De repente, 17

Aqui estou, rodeado de filhos. São três: Júlia (18), Murilo (17) e Mariana (05). Em sendo pedra, eles pousam em

Aqui estou, rodeado de filhos. São três: Júlia (18), Murilo (17) e Mariana (05).

Em sendo pedra, eles pousam em mim como os quero-queros do campo. O Sol delineia a sombra de cada um deles a partir da primeira hora do dia. Eles me usam para ser e esticam ao longe os meus cabelos brancos.

Desde quando nasceram, tive a certeza de que me praticam para pai. Eu os ajudo a crescer: para frente, para cima, para trás, para os lados, … Aqui estamos (eu e a Claudia), a moldar três existências. Cultivamos uma horta repleta de vozes.

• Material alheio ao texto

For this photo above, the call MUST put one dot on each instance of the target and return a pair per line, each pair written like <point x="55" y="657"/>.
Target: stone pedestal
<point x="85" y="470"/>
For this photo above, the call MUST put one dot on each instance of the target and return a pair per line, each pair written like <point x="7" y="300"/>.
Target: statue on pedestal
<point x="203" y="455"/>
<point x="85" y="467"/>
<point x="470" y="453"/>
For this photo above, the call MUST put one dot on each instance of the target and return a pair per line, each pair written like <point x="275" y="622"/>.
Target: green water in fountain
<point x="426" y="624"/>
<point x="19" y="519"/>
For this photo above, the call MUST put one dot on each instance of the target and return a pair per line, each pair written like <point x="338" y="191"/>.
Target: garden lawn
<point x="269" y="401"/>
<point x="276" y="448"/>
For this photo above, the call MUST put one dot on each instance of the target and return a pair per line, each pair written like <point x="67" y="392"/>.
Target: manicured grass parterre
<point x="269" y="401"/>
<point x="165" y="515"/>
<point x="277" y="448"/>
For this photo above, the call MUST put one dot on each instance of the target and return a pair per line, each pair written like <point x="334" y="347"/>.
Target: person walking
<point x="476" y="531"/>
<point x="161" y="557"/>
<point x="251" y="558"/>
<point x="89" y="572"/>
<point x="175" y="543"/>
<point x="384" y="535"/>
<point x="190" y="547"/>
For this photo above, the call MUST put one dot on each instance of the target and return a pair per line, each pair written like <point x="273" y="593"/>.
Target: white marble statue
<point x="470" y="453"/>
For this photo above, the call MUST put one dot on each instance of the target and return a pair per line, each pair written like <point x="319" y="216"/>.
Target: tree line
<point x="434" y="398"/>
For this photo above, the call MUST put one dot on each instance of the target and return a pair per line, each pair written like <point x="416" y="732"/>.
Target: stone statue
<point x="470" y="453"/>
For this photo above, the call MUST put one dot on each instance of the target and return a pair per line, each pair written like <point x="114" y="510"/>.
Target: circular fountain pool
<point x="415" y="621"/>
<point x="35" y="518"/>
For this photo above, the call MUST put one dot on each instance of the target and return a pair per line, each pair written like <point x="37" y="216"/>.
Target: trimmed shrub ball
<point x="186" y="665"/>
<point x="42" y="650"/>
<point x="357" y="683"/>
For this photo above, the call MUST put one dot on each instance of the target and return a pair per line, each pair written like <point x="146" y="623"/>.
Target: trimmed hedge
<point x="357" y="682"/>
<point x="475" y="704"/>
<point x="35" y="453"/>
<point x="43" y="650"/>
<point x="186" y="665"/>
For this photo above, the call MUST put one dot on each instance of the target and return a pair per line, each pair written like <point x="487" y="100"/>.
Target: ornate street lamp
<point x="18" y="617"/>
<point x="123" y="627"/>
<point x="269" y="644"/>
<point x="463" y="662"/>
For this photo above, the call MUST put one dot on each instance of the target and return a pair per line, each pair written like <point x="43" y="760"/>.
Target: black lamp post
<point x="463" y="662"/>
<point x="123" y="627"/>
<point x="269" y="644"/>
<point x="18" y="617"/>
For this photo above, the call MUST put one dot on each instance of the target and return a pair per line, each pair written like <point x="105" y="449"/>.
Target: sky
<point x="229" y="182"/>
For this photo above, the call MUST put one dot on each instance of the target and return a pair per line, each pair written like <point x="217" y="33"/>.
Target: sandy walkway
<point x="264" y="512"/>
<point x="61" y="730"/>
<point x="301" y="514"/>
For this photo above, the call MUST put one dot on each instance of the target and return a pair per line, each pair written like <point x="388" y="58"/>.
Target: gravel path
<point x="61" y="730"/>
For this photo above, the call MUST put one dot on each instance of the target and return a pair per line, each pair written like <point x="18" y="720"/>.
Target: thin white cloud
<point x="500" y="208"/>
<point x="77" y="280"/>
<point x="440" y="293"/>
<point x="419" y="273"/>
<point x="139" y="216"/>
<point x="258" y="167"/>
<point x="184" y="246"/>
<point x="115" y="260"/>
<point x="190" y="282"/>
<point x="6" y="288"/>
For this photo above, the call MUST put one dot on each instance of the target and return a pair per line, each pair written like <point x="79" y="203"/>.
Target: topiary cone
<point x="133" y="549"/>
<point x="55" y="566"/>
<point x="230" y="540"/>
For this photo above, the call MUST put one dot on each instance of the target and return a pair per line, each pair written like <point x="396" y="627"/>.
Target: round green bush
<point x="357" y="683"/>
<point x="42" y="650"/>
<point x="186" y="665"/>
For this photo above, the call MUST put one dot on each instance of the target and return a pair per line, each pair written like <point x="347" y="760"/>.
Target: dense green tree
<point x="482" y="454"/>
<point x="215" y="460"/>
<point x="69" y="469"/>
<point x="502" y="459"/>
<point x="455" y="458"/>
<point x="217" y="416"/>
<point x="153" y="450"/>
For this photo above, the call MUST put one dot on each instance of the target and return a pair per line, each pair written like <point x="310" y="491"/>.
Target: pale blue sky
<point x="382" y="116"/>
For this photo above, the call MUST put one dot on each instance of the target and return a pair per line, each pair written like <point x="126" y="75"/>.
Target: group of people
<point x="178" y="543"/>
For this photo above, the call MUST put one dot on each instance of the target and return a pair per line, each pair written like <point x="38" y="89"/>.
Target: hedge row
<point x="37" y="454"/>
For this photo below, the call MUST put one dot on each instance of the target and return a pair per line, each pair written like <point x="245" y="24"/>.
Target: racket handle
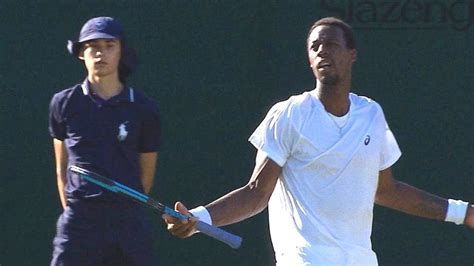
<point x="230" y="239"/>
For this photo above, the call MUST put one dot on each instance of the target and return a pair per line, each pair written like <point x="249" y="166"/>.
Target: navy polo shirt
<point x="105" y="136"/>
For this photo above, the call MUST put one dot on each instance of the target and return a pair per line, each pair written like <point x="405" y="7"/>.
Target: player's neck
<point x="335" y="99"/>
<point x="105" y="87"/>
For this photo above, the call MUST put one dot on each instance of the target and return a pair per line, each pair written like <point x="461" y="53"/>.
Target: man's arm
<point x="237" y="205"/>
<point x="147" y="169"/>
<point x="408" y="199"/>
<point x="61" y="157"/>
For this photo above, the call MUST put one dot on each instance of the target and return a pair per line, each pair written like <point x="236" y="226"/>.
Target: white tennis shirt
<point x="321" y="210"/>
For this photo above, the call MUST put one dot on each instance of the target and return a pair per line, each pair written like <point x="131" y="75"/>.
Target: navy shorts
<point x="101" y="233"/>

Sempre pensei que, aos 17 anos, nenhum filho pediria:

– Pai, escreve uma crônica para mim!

Achei que isto seria impossível, mas não, o Murilo me pediu uma crônica. O meu ofício é escrever. Abro a minha mala de palavras e vou catando letras. O Murilo nasceu em 11 de junho de 2003. Nascer, por si só, é um milagre. Nascer no meu quintal é mais milagre ainda. Um quintal repicado de muros de pedra, pequenos muros tomando banho no orvalho.

A crônica é o meu presente enluarado de aniversário. Vem direto do coração. Respeita o distanciamento. Não faz filas. Usa, se preferirem, máscara. É um pedaço de mim estampado na folha para ler. Cabe na memória e num abraço.

É uma crônica tão importante. Não hesitaria um segundo em estar aqui para que ela seguisse o seu tempo. Na verdade, são três crônicas tão, mas tão, relevantes. Por elas viraria pedra, deitaria por comprido no meio da sala, pintaria, buscaria uma panela de ouro no fim do arco-íris e caminharia um deserto e uma floresta à procura de amoras e de outras frutas do mato.

Estas miudezas são o melhor do churrasco de aniversário. São inúteis, mas garantem a soberania do essencial. As brasas, a costela e a picanha exercem função secundária.

Estas recordações me fazem escutar de novo o primeiro choro. Trazem de volta a primeira visão de um bebê vindo ao mundo. Os primeiros passos têm dezessete anos.

De repente, 17. As primeiras palavras continuam soando como um privilégio carregado de orgulho. Ouço, pela casa, o eco da minha crônica.